Ormai quotidianamente assistiamo a post di denuncia pubblicati sui social network, uno spazio pubblico dove questi contenuti hanno la possibilità di circolare liberamente e ottenere una notevole visibilità, anche virale. In Spagna, però, una nuova legge ha reso più rischiosa questa pratica, soprattutto quando al centro di queste denunce ci sono i poliziotti. Lo deve aver capito bene una residente del sud-est della Spagna che recentemente è stata multata per aver pubblicato su Facebook la foto di una macchina della polizia posteggiata in un parcheggio riservato ai disabili. “Possono posteggiare dove gli pare e non vengono nemmeno multati” ha scritto a corredo del post.
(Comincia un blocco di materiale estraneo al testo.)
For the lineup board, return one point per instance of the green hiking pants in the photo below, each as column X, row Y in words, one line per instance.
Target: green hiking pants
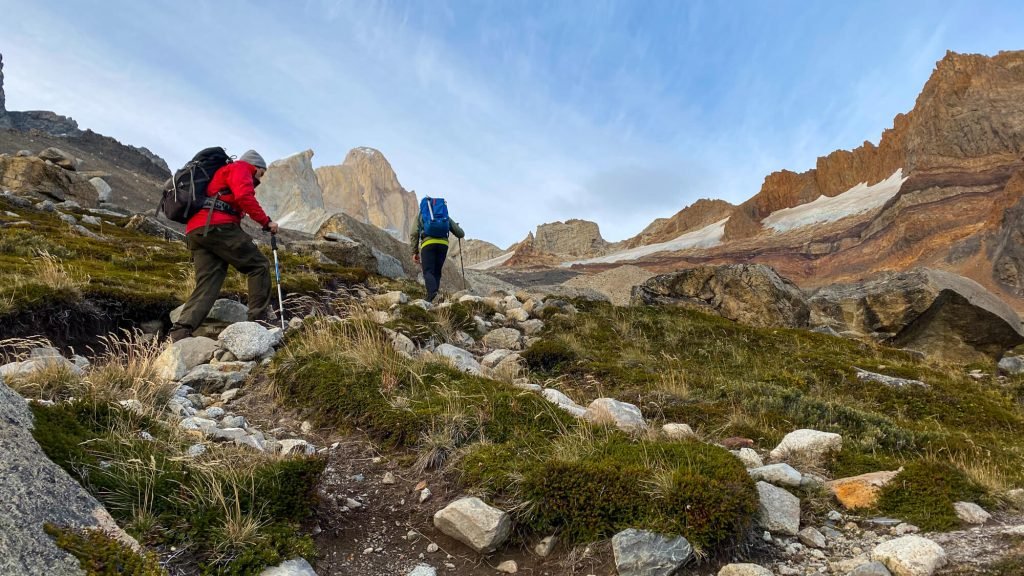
column 211, row 254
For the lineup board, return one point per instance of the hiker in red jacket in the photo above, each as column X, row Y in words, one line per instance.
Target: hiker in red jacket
column 215, row 238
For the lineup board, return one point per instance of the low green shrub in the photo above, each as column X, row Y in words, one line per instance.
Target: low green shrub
column 99, row 554
column 924, row 494
column 548, row 355
column 165, row 499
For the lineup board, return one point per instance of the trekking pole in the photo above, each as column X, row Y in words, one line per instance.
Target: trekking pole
column 276, row 272
column 462, row 261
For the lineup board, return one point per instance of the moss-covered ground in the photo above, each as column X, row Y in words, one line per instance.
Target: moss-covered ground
column 236, row 512
column 47, row 268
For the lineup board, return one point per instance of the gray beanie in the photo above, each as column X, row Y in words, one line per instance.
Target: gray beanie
column 253, row 157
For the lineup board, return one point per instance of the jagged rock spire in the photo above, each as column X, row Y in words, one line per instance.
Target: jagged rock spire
column 2, row 100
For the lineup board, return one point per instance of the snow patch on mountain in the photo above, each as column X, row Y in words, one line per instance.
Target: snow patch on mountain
column 860, row 198
column 707, row 237
column 493, row 262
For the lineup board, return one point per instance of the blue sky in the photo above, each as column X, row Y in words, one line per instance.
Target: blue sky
column 519, row 112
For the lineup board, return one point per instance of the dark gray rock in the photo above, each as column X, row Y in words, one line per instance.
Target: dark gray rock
column 639, row 552
column 753, row 294
column 938, row 313
column 34, row 491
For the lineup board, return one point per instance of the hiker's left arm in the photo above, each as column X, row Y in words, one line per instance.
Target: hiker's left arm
column 241, row 184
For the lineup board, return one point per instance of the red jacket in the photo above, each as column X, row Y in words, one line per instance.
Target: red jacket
column 238, row 178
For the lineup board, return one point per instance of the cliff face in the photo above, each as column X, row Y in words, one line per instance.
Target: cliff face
column 291, row 195
column 571, row 238
column 694, row 216
column 968, row 118
column 366, row 187
column 473, row 251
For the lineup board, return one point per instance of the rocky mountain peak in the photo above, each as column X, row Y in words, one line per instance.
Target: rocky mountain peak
column 572, row 238
column 3, row 100
column 366, row 187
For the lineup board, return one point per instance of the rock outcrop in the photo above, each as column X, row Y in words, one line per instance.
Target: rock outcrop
column 931, row 311
column 571, row 238
column 389, row 253
column 753, row 294
column 694, row 216
column 366, row 187
column 291, row 194
column 28, row 174
column 34, row 491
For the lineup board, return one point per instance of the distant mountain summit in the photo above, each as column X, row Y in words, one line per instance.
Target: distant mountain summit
column 943, row 189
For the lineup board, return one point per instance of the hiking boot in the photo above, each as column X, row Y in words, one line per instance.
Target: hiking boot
column 179, row 334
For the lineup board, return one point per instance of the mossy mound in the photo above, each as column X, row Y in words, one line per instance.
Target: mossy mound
column 924, row 494
column 163, row 498
column 609, row 483
column 730, row 379
column 72, row 288
column 548, row 356
column 98, row 554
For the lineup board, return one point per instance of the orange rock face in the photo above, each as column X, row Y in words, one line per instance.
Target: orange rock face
column 968, row 118
column 860, row 491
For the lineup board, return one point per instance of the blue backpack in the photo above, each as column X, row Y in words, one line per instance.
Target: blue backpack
column 433, row 214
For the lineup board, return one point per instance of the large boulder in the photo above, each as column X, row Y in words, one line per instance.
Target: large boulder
column 938, row 313
column 621, row 414
column 289, row 192
column 910, row 556
column 753, row 294
column 34, row 491
column 807, row 445
column 224, row 313
column 777, row 509
column 639, row 552
column 248, row 340
column 180, row 357
column 33, row 175
column 860, row 491
column 475, row 524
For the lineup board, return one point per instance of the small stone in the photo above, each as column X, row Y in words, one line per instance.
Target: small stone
column 677, row 432
column 870, row 569
column 777, row 510
column 903, row 529
column 910, row 556
column 812, row 538
column 809, row 444
column 779, row 475
column 475, row 524
column 546, row 545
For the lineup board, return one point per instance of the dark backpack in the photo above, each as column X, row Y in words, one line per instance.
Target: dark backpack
column 433, row 214
column 185, row 194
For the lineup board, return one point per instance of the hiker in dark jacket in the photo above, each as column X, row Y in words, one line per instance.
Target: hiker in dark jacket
column 430, row 253
column 216, row 241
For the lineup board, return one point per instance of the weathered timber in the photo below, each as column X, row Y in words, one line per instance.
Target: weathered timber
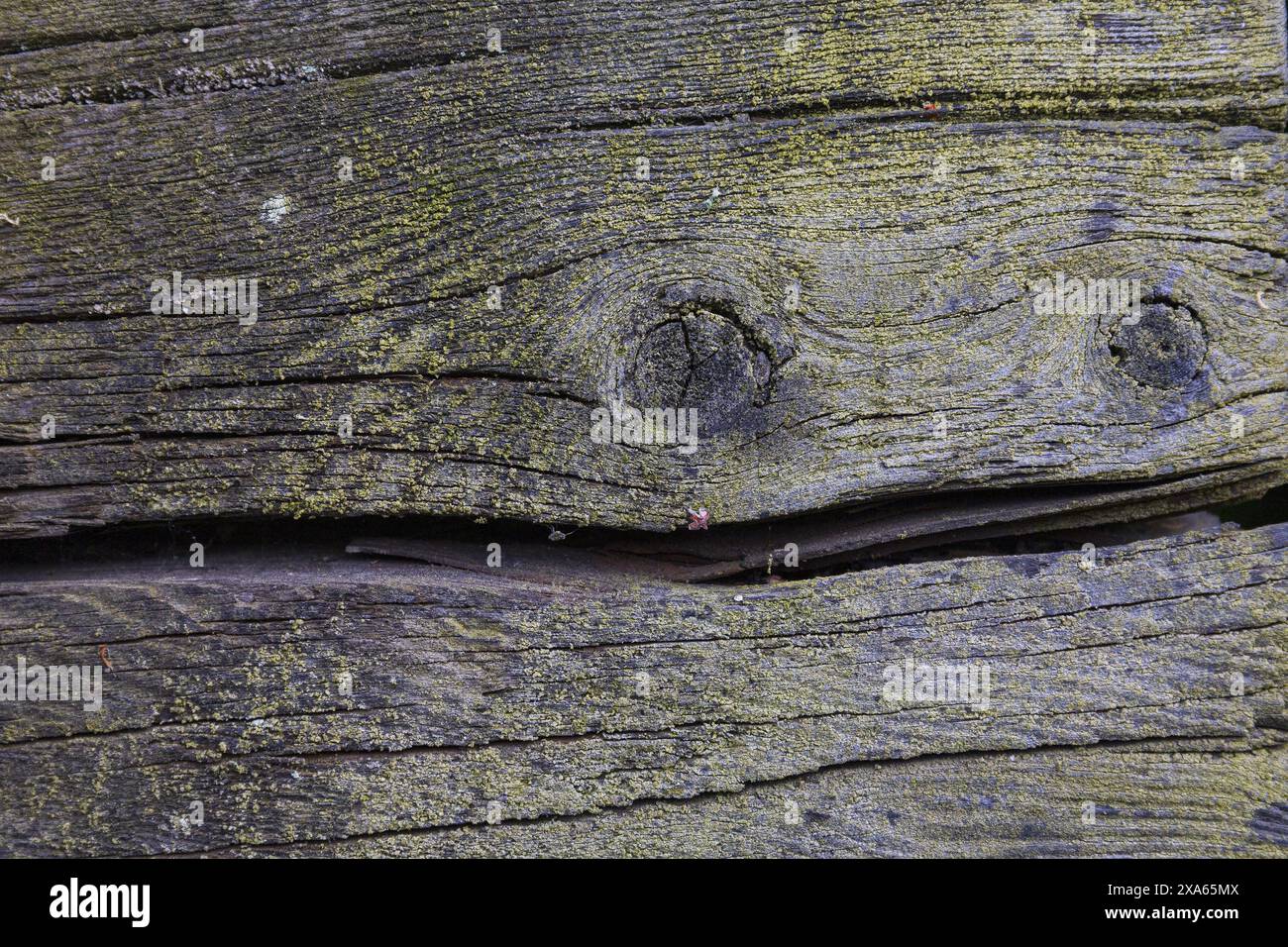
column 656, row 718
column 820, row 228
column 914, row 317
column 677, row 59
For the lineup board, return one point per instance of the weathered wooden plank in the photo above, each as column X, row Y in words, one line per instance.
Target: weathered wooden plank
column 563, row 698
column 1183, row 800
column 913, row 318
column 677, row 59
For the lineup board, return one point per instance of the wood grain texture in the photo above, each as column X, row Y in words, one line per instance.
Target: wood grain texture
column 477, row 688
column 827, row 244
column 374, row 305
column 613, row 62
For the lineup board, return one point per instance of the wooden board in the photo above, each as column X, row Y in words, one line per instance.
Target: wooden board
column 562, row 699
column 822, row 227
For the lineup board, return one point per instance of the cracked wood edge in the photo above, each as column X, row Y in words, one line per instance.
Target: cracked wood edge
column 614, row 62
column 460, row 410
column 477, row 688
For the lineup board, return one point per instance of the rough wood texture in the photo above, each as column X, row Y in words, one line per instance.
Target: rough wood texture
column 913, row 304
column 831, row 256
column 475, row 688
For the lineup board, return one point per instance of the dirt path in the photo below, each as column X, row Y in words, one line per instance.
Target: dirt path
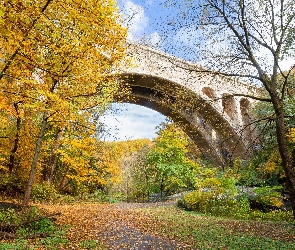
column 112, row 225
column 120, row 234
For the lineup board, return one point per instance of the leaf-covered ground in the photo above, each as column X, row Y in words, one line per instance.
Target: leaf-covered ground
column 163, row 226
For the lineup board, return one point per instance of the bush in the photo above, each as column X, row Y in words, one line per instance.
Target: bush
column 269, row 198
column 208, row 203
column 44, row 192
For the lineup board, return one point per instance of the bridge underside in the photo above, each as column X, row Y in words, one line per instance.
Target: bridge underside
column 200, row 121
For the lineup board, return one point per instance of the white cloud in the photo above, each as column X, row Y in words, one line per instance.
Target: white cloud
column 155, row 40
column 131, row 122
column 135, row 19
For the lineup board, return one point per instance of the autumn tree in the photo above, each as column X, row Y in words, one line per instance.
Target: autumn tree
column 56, row 59
column 168, row 162
column 250, row 40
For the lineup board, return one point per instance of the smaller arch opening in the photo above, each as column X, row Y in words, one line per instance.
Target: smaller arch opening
column 244, row 107
column 229, row 105
column 209, row 92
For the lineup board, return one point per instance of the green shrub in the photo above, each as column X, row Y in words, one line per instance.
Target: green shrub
column 44, row 192
column 269, row 197
column 208, row 203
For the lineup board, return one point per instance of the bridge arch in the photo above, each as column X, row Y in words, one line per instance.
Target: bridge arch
column 204, row 105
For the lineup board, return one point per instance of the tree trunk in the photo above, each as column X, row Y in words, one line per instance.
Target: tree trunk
column 64, row 178
column 35, row 160
column 284, row 152
column 50, row 167
column 11, row 163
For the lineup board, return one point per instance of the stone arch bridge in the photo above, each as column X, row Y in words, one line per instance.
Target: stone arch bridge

Nel corso delle 48 ore successive alla pubblicazione, alla donna è stata recapitata una multa da 800 euro. La colpa è della nuova legge – la Citizens Security Law – che proibisce l’utilizzo non autorizzato di immagini della polizia che possano mettere a repentaglio la sicurezza degli agenti, della loro famiglia o di un edificio appartenente alla polizia”. Insomma, una foto su Facebook può danneggiare la reputazione degli agenti, come confermato anche da un portavoce della polizia spagnola: “Avremmo preferito una soluzione diversa, ma hanno il diritto di imporre la multa”.
Riguardo all’occupazione del posto per disabili, il portavoce ha spiegato che gli agenti stavano rispondendo ad un atto di vandalismo segnalato in un parco vicino. In una situazione d’emergenza, ha spiegato il portavoce, gli agenti possono posteggiare dove vogliono in modo da rispondere alla chiamata con il tempismo adeguato. La legge in oggetto è stata vista come una mossa per soffocare le proteste politiche ed è stata fortemente criticata da giudici, avvocati ed esperti di diritti, ma anche da organizzazioni come Amnesty International. La legge può portare a multe dai 600 euro ai 30 mila euro.